OpenTelemetry Series | Mysterious Collector - Opentelemetry Collector

foreword

In the last chapter, we mainly introduced some data generation methods of the OpenTelemetry client, but the data of the client must eventually be sent to the server for unified collection and integration, so that we can see the complete call chain, metrics and other information. Therefore, in this chapter, we will mainly introduce the collection capabilities of the server.

Client data reporting

The client will generate call chains, metrics, logs and other information according to certain rules, and then push them to the remote server. Generally speaking, OpenTelemetry's server-client request protocol standards for data transfer are Http and Grpc protocols, and the implementation of these two data protocols should be included in the sdk of each language and the server-side implementation.

According to common sense, the amount of data such as the call chain is huge, so there will be some operation options similar to Batch on the client side.
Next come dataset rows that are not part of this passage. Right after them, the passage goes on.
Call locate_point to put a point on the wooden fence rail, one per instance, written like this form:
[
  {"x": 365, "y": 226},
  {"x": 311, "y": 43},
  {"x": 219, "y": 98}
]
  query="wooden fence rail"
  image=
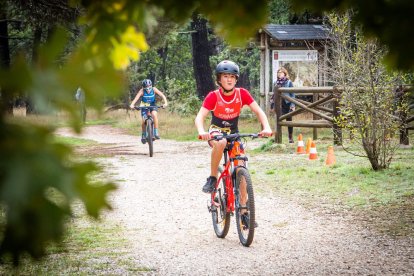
[
  {"x": 323, "y": 116},
  {"x": 325, "y": 109}
]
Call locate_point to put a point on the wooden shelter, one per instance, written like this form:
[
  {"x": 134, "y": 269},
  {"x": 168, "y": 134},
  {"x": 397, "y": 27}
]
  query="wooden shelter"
[{"x": 288, "y": 37}]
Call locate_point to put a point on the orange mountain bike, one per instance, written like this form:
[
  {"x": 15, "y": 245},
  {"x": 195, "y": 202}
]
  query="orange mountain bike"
[{"x": 234, "y": 191}]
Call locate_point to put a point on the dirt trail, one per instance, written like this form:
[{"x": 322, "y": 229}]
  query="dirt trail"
[{"x": 160, "y": 203}]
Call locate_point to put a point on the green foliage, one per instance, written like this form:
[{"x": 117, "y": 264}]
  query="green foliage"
[
  {"x": 390, "y": 21},
  {"x": 369, "y": 109},
  {"x": 279, "y": 11},
  {"x": 37, "y": 186},
  {"x": 182, "y": 96}
]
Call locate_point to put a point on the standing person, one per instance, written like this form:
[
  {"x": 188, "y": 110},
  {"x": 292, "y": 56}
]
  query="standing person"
[
  {"x": 148, "y": 92},
  {"x": 284, "y": 81},
  {"x": 80, "y": 98},
  {"x": 225, "y": 105}
]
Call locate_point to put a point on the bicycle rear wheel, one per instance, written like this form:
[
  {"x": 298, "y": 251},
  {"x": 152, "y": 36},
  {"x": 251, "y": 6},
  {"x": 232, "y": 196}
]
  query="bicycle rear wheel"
[
  {"x": 219, "y": 214},
  {"x": 245, "y": 215},
  {"x": 150, "y": 135}
]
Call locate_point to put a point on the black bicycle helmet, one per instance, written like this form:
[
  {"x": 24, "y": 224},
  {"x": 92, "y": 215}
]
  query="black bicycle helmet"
[
  {"x": 229, "y": 67},
  {"x": 146, "y": 83}
]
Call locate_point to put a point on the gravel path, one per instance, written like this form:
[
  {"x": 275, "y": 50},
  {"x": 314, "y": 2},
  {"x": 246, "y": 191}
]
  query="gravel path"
[{"x": 160, "y": 204}]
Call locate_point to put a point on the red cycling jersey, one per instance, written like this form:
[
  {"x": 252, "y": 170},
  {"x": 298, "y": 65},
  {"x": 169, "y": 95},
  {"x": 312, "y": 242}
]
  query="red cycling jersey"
[{"x": 226, "y": 109}]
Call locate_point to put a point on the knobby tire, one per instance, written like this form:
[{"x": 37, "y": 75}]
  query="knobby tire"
[
  {"x": 220, "y": 216},
  {"x": 246, "y": 234}
]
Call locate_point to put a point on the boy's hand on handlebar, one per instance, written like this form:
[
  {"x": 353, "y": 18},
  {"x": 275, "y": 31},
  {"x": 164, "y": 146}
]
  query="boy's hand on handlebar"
[
  {"x": 205, "y": 136},
  {"x": 265, "y": 133}
]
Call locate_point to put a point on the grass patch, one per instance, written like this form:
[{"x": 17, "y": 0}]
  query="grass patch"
[
  {"x": 351, "y": 184},
  {"x": 73, "y": 141},
  {"x": 87, "y": 249}
]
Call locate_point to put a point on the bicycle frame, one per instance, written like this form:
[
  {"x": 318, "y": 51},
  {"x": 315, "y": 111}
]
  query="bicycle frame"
[{"x": 231, "y": 157}]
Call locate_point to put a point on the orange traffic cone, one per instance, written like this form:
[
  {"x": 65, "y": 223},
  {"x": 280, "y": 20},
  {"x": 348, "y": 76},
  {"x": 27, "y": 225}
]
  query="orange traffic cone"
[
  {"x": 301, "y": 147},
  {"x": 308, "y": 144},
  {"x": 330, "y": 158},
  {"x": 313, "y": 155}
]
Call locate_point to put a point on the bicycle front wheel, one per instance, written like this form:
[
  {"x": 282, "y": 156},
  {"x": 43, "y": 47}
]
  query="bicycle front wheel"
[
  {"x": 150, "y": 135},
  {"x": 245, "y": 209},
  {"x": 219, "y": 214}
]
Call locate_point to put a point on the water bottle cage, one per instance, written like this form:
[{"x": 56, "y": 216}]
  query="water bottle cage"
[{"x": 244, "y": 158}]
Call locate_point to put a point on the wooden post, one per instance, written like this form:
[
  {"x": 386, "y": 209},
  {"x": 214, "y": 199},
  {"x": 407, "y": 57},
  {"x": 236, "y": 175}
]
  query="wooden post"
[
  {"x": 262, "y": 91},
  {"x": 315, "y": 130},
  {"x": 335, "y": 128},
  {"x": 267, "y": 75},
  {"x": 278, "y": 113}
]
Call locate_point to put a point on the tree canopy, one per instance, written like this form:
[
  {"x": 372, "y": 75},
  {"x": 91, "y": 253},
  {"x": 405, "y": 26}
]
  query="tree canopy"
[{"x": 390, "y": 21}]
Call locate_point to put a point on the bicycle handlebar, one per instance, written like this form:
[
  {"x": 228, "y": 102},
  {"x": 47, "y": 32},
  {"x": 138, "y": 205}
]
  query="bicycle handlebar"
[
  {"x": 234, "y": 136},
  {"x": 143, "y": 107}
]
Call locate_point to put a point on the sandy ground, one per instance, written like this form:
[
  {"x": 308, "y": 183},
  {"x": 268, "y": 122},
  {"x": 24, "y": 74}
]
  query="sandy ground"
[{"x": 160, "y": 204}]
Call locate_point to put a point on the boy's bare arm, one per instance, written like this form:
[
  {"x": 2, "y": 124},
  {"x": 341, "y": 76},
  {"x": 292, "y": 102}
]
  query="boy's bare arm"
[
  {"x": 266, "y": 129},
  {"x": 199, "y": 123},
  {"x": 157, "y": 91},
  {"x": 139, "y": 94}
]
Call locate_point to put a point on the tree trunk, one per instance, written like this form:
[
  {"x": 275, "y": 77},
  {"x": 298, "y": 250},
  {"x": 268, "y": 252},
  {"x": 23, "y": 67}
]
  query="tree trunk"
[
  {"x": 201, "y": 56},
  {"x": 37, "y": 37},
  {"x": 5, "y": 101}
]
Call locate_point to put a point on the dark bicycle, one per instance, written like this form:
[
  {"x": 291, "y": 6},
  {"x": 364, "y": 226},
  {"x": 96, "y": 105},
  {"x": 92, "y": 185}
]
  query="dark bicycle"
[{"x": 149, "y": 127}]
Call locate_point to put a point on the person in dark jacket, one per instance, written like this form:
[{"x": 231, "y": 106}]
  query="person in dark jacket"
[{"x": 287, "y": 106}]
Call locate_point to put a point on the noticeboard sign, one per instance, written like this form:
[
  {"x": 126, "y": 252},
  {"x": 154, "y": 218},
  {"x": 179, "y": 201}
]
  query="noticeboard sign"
[{"x": 302, "y": 66}]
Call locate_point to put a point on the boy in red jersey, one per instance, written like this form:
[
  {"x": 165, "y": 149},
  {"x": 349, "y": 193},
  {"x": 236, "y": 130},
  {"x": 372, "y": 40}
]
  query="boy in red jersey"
[{"x": 225, "y": 105}]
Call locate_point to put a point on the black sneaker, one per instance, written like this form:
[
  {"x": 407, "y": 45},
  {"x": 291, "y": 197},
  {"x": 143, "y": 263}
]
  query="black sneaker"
[
  {"x": 210, "y": 185},
  {"x": 245, "y": 221}
]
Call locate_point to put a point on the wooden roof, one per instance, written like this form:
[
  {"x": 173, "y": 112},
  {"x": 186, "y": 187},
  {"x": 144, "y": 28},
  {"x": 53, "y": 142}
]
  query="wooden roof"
[{"x": 297, "y": 32}]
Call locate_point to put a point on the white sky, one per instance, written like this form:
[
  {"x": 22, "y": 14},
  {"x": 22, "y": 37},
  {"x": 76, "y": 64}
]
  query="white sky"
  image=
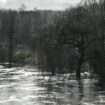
[{"x": 40, "y": 4}]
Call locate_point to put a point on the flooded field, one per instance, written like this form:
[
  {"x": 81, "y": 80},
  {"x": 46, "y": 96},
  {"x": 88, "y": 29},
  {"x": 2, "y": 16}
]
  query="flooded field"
[{"x": 27, "y": 86}]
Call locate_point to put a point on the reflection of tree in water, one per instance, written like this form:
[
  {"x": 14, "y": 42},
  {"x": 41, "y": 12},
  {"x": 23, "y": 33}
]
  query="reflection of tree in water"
[{"x": 80, "y": 89}]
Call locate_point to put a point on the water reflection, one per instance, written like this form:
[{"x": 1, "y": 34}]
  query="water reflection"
[{"x": 27, "y": 86}]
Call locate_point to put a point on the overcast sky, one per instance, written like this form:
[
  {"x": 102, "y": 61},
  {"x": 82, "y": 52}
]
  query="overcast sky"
[{"x": 39, "y": 4}]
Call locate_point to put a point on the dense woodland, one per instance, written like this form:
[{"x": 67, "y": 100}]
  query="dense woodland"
[{"x": 66, "y": 41}]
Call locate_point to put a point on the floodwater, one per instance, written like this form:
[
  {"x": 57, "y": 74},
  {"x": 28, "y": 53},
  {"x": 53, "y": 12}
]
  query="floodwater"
[{"x": 27, "y": 86}]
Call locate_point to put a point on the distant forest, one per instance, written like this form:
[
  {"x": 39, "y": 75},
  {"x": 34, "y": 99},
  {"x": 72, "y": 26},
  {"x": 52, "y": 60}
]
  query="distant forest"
[{"x": 66, "y": 41}]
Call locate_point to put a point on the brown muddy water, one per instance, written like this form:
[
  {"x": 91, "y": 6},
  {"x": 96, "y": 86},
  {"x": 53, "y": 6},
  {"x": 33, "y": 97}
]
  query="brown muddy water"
[{"x": 27, "y": 86}]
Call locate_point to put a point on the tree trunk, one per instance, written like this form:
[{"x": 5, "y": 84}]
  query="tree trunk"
[{"x": 79, "y": 67}]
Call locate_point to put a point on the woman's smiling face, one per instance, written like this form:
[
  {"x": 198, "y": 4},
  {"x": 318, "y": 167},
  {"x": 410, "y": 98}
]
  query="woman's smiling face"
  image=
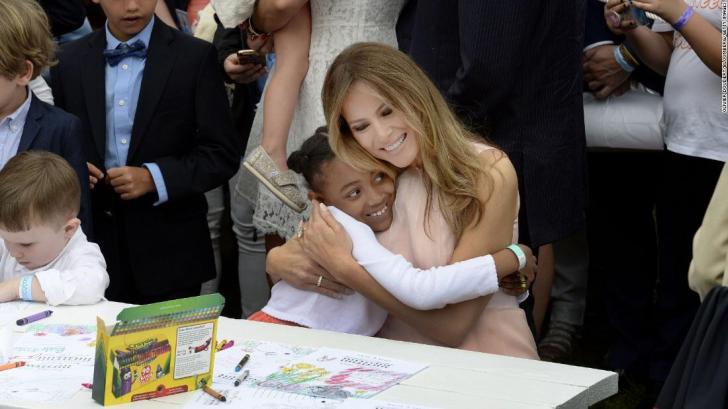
[
  {"x": 365, "y": 196},
  {"x": 378, "y": 127}
]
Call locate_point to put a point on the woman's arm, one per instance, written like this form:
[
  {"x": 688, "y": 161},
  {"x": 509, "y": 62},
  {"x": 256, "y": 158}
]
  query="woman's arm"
[
  {"x": 291, "y": 44},
  {"x": 703, "y": 37},
  {"x": 272, "y": 15},
  {"x": 494, "y": 231},
  {"x": 291, "y": 264},
  {"x": 425, "y": 289},
  {"x": 654, "y": 49}
]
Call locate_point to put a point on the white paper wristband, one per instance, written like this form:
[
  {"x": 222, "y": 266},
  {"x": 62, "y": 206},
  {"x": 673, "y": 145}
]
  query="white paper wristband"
[{"x": 520, "y": 255}]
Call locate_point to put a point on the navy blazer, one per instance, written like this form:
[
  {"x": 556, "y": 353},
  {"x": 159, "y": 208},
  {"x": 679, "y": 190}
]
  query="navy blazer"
[
  {"x": 182, "y": 123},
  {"x": 48, "y": 128}
]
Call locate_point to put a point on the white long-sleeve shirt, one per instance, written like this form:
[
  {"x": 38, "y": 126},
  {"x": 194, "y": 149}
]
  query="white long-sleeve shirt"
[
  {"x": 418, "y": 288},
  {"x": 76, "y": 276}
]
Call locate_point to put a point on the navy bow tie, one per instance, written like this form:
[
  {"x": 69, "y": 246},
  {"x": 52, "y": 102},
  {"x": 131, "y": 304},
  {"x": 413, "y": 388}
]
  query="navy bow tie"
[{"x": 123, "y": 50}]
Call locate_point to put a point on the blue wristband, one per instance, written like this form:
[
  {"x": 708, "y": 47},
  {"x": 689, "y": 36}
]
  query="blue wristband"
[
  {"x": 26, "y": 288},
  {"x": 680, "y": 23},
  {"x": 627, "y": 67},
  {"x": 520, "y": 255}
]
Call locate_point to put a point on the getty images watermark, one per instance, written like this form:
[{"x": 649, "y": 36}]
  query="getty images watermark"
[{"x": 724, "y": 56}]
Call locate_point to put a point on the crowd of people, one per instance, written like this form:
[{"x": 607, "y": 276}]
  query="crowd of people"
[{"x": 415, "y": 170}]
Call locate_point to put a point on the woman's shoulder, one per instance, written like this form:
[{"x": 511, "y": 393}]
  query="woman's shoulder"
[{"x": 494, "y": 160}]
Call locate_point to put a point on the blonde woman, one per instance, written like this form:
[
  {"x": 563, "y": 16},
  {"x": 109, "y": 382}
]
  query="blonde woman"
[{"x": 456, "y": 198}]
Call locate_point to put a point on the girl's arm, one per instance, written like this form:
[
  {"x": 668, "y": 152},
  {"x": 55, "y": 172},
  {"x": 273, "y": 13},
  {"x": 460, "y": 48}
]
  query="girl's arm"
[
  {"x": 494, "y": 231},
  {"x": 654, "y": 49},
  {"x": 419, "y": 288},
  {"x": 291, "y": 44},
  {"x": 272, "y": 15},
  {"x": 702, "y": 36}
]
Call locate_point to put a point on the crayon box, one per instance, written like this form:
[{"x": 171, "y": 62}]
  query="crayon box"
[{"x": 156, "y": 350}]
This option will integrate multiple Span information together and send them together to reduce the loss on the network side. .

We will collectively call this kind of data reporting by the client as export, and at the same time, the components that implement these reports are collectively called exporters. exporters will contain different data protocols and formats, the default format is OTLP.

OTLP

OTLP refers to OpenTelemetry Protocol, which is the OpenTelemetry data protocol. The OTLP specification stipulates the encoding, transmission and delivery of telemetry data between the client and the service collection end.

OTLP is divided into OTLP/gRPC and OTLP/HTTP in terms of implementation.

OTLP/HTTP

OTLP/HTTP supports two modes during data transmission: binary and json

Binary uses the proto3 encoding standard, and must be marked in the request header with Content-Type: application/x-protobuf

The JSON format uses the JSON Mapping defined by the proto3 standard to handle the mapping relationship between Protobuf and JSON.

OTLP/gRPC

Normal request: After the connection between the client and the server is established, the client can continuously send requests to the server, and the server will respond one by one.
Concurrent requests: The client can send the next request before the server responds to increase the amount of concurrency.

Collector

Introduction to Collector

OpenTelemetry provides an open source Collector to report, collect, process and output client data. otel collector is a "universal" collector that supports multiple protocols and data sources. It can be said that he can directly support many data sources you can think of.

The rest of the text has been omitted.